Solved – Conflicting approaches to variable selection: AIC, p-values or both

aicfeature selectionhypothesis testingmodel selectionmultiple regression

From what I understand, variable selection based on p-values (at least in regression context) is highly flawed. It appears variable selection based on AIC (or similar) is also considered flawed by some, for similar reasons, although this seems a bit unclear (e.g. see my question and some links on this topic here: What exactly is "stepwise model selection"?).

But say you do go for one of these two methods to choose the best set of predictors in your model.

Burnham and Anderson 2002 (Model Selection and Multimodel Inference: A Practical Information-Theoretic Approach, page 83) state that one should not mix variable selection based on AIC with that based on hypothesis testing: "Tests of null hypotheses and information-theoretic approaches should not be used together; they are very different analysis paradigms."

On the other hand, Zuur et al. 2009 (Mixed Effects Models With Extensions in Ecology with R, page 541) seem to advocate the use of AIC to first find the optimal model, and then perform "fine tuning" using hypothesis testing: "The disadvantage is that the AIC can be conservative, and you may need to apply some fine tuning (using hypothesis testing procures from approach one) once the AIC has selected an optimal model."

You can see how this leaves the reader of both books confused over which approach to follow.

1) Are these just different "camps" of statistical thinking and a topic of disagreement among statisticians?

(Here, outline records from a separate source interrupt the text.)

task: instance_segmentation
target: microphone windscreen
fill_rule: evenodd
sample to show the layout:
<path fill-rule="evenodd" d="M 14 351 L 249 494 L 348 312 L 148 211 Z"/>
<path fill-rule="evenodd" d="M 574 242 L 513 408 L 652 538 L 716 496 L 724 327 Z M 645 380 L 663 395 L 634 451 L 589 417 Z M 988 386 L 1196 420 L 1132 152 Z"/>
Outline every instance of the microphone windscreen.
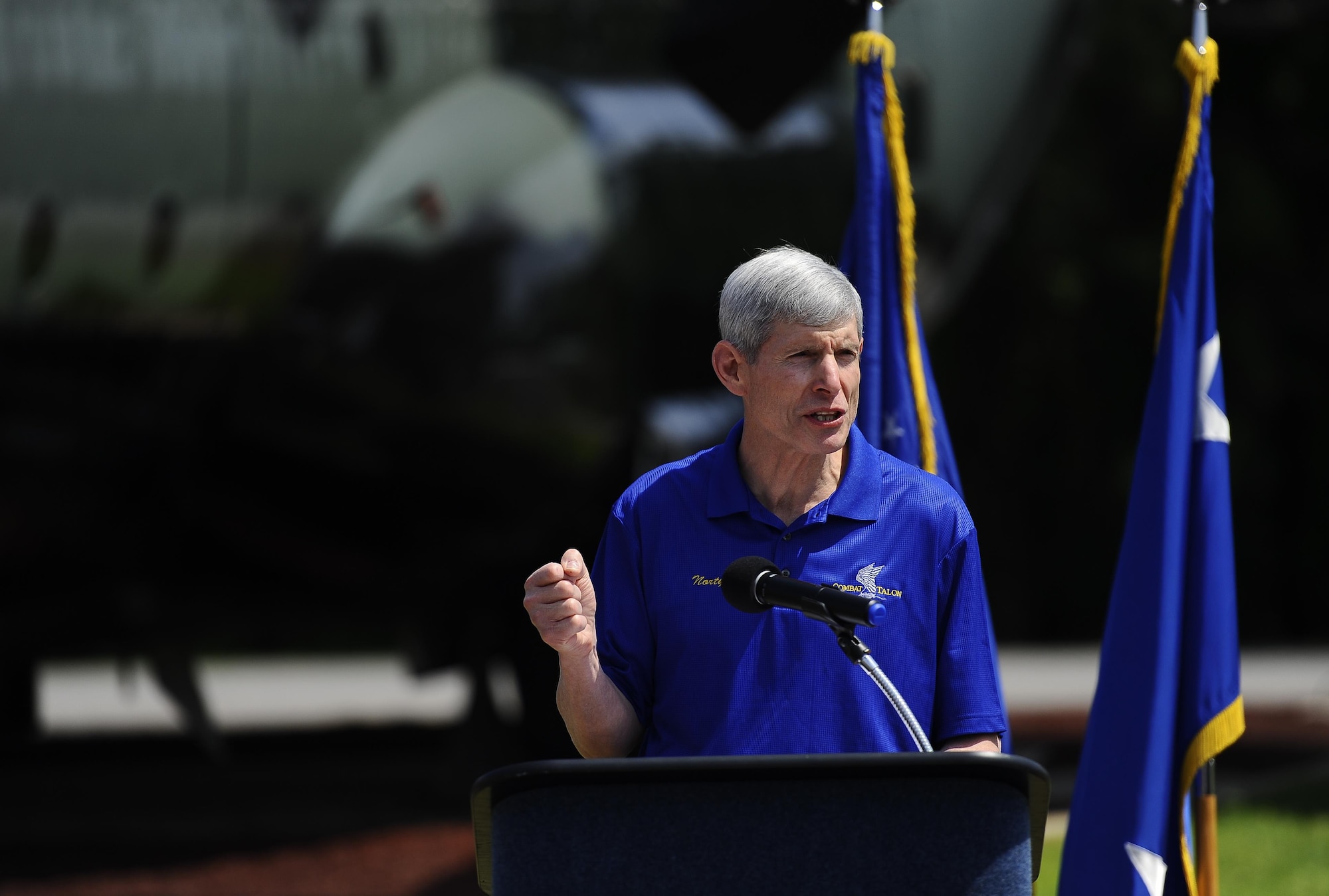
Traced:
<path fill-rule="evenodd" d="M 759 604 L 756 596 L 752 593 L 752 582 L 762 573 L 779 573 L 780 568 L 772 564 L 766 557 L 739 557 L 732 564 L 724 569 L 724 574 L 720 576 L 720 592 L 724 593 L 724 600 L 730 602 L 735 610 L 743 610 L 744 613 L 766 613 L 771 608 L 766 604 Z"/>

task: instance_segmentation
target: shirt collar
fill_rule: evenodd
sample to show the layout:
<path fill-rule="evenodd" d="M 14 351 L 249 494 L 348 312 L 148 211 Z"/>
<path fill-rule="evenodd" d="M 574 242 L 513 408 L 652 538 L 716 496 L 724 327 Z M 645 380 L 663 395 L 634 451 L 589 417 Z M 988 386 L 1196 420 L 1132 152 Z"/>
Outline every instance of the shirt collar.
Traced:
<path fill-rule="evenodd" d="M 739 441 L 743 439 L 743 421 L 730 429 L 716 452 L 716 464 L 711 468 L 710 489 L 706 497 L 706 516 L 716 518 L 731 513 L 744 513 L 760 508 L 760 503 L 743 481 L 739 468 Z M 825 501 L 808 512 L 808 520 L 824 520 L 827 516 L 840 516 L 849 520 L 877 520 L 881 510 L 881 464 L 877 463 L 877 449 L 873 448 L 859 427 L 849 427 L 849 463 L 840 473 L 840 485 Z M 764 509 L 764 508 L 763 508 Z M 767 513 L 769 513 L 767 510 Z"/>

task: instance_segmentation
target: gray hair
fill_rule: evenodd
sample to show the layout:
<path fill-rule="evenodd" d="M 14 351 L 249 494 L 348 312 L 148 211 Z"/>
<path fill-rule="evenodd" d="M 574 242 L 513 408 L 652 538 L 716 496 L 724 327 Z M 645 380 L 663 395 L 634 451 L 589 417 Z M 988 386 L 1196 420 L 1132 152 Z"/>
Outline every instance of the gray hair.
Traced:
<path fill-rule="evenodd" d="M 824 327 L 849 318 L 863 336 L 863 300 L 849 278 L 793 246 L 767 249 L 743 262 L 720 290 L 720 338 L 750 362 L 776 323 Z"/>

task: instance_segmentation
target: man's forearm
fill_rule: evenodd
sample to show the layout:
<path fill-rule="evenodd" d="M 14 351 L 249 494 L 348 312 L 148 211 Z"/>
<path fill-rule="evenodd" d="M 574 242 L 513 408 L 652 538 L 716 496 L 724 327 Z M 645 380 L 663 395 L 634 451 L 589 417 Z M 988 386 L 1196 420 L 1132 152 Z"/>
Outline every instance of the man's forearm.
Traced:
<path fill-rule="evenodd" d="M 962 734 L 941 744 L 942 752 L 1001 752 L 999 734 Z"/>
<path fill-rule="evenodd" d="M 560 654 L 558 711 L 577 751 L 587 759 L 626 756 L 637 748 L 637 711 L 599 666 L 599 655 Z"/>

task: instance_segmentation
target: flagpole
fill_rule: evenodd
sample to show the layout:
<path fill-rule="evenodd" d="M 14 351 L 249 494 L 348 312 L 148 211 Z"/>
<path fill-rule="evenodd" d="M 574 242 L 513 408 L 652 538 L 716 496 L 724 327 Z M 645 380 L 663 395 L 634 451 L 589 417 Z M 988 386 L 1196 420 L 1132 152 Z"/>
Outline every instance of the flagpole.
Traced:
<path fill-rule="evenodd" d="M 1219 896 L 1219 798 L 1213 792 L 1213 760 L 1200 768 L 1200 799 L 1195 814 L 1196 887 L 1200 896 Z"/>
<path fill-rule="evenodd" d="M 1205 55 L 1209 40 L 1209 8 L 1196 0 L 1191 15 L 1191 43 L 1195 52 Z M 1199 896 L 1219 896 L 1219 796 L 1215 792 L 1215 764 L 1209 759 L 1200 768 L 1200 796 L 1195 814 L 1195 884 Z"/>

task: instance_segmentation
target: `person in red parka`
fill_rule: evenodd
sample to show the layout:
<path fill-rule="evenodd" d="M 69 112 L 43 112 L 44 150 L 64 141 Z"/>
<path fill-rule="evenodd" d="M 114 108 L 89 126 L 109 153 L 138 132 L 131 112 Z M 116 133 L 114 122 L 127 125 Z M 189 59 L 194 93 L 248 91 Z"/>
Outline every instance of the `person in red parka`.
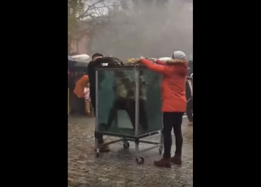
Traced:
<path fill-rule="evenodd" d="M 157 64 L 141 57 L 140 62 L 150 70 L 163 75 L 161 84 L 163 112 L 163 133 L 164 153 L 163 158 L 154 164 L 158 167 L 170 168 L 171 162 L 177 165 L 182 163 L 181 155 L 183 139 L 181 132 L 183 116 L 186 109 L 186 77 L 188 73 L 188 61 L 186 55 L 176 51 L 172 59 L 166 62 L 152 59 Z M 172 146 L 171 132 L 174 129 L 176 139 L 175 155 L 171 158 Z"/>

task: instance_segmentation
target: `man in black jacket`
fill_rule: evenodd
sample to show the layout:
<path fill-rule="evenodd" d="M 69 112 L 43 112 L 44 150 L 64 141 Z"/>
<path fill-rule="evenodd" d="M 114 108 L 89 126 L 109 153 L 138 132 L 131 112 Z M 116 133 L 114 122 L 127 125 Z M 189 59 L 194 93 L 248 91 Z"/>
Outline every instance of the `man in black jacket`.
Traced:
<path fill-rule="evenodd" d="M 102 63 L 102 61 L 99 60 L 99 59 L 103 57 L 103 55 L 101 54 L 95 53 L 92 56 L 92 61 L 90 62 L 88 66 L 88 75 L 90 83 L 90 96 L 91 97 L 91 102 L 94 110 L 94 115 L 95 116 L 96 97 L 96 76 L 95 68 L 96 66 L 100 66 Z M 98 140 L 99 144 L 102 145 L 104 143 L 102 135 L 97 134 L 96 131 L 94 133 L 94 136 L 96 140 Z M 102 146 L 99 147 L 99 148 L 100 151 L 101 152 L 107 152 L 110 150 L 108 146 Z"/>

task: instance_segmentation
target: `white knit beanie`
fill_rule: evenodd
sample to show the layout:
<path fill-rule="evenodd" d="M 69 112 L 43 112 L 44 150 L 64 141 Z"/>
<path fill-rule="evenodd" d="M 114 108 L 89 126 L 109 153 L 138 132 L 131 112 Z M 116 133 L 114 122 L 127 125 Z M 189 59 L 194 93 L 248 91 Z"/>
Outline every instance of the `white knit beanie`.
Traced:
<path fill-rule="evenodd" d="M 187 60 L 186 54 L 182 51 L 175 51 L 172 54 L 171 58 L 173 59 Z"/>

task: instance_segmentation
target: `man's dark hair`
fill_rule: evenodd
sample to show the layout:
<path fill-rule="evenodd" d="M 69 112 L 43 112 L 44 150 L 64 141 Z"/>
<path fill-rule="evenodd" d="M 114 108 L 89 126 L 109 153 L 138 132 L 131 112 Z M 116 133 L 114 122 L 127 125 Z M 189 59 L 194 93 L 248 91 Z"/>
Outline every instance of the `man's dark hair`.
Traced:
<path fill-rule="evenodd" d="M 92 55 L 92 60 L 93 61 L 93 59 L 95 57 L 103 57 L 103 55 L 100 53 L 95 53 Z"/>

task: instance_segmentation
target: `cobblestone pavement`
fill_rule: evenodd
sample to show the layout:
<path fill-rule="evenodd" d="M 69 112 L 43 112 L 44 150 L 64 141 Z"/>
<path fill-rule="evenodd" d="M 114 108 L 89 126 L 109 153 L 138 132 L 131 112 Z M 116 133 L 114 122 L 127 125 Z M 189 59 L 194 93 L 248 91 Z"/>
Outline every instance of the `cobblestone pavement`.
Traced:
<path fill-rule="evenodd" d="M 110 152 L 96 158 L 94 119 L 68 117 L 68 187 L 193 186 L 193 127 L 187 126 L 187 119 L 184 119 L 183 165 L 165 169 L 153 166 L 153 161 L 161 156 L 157 149 L 144 153 L 145 163 L 138 165 L 131 155 L 134 147 L 132 143 L 127 150 L 122 143 L 110 145 Z M 118 138 L 105 138 L 106 141 Z M 147 139 L 158 141 L 160 137 L 156 135 Z M 150 146 L 140 146 L 142 148 Z M 173 148 L 174 151 L 174 146 Z"/>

Is one of these approaches simply "outdated" now, but was considered appropriate at the time of writing? Or is one just plain wrong from the start?

2) Would there be a scenario in which this approach would be appropriate? For example, I come from a biological background, where I am often trying to determine which, if any, variables seem to affect or drive my response. I often have a number of candidate explanatory variables and I am trying to find which are "important" (in relative terms). Also, note that the set of candidate predictor variables is already reduced to those considered to have some biological relevance, but this may still include 5-20 candidate predictors.

Best Answer

A short answer.

The approach of doing data-driven model selection or tuning, then using standard inferential methods on the selected/tuned model (à la Zuur et al., and many other respected ecologists such as Crawley), will always give overoptimistic results: overly narrow confidence intervals (poor coverage), overly small p-values (high type I error). This is because standard inferential methods assume the model is specified a priori; they don't take the model tuning process into account.

This is why researchers like Frank Harrell (Regression Modeling Strategies) strongly disapprove of data-driven selection techniques like stepwise regression, and caution that one must do any reduction of the model complexity ("dimension reduction", e.g. computing a PCA of the predictor variables and selecting the first few PCA axes as predictors) by looking only at the predictor variables.

If you are interested only in finding the best predictive model (and aren't interested in any kind of reliable estimate of the uncertainty of your prediction, which falls in the realm of inference!), then data-driven model tuning is fine (although stepwise selection is rarely the best available option); machine learning/statistical learning algorithms do a lot of tuning to try to get the best predictive model. The "test" or "out-of-sample" error must be assessed on a separate, held-out sample, or any tuning methods need to be built into a cross-validation procedure.

There does seem to have been historical evolution in opinions on this topic; many classic statistical textbooks, especially those that focus on regression, present stepwise approaches followed by standard inferential procedures without taking the effects of model selection into account [citation needed ...]

There are many ways to quantify variable importance, and not all fall into the post-variable-selection trap.

  • Burnham and Anderson recommend summing AIC weights; there's quite a bit of disagreement over this approach.
  • You could fit the full model (with appropriately scaled/unitless predictors) and rank the predictors by estimated magnitude [biological effect size] or Z-score ["clarity"/statistical effect size].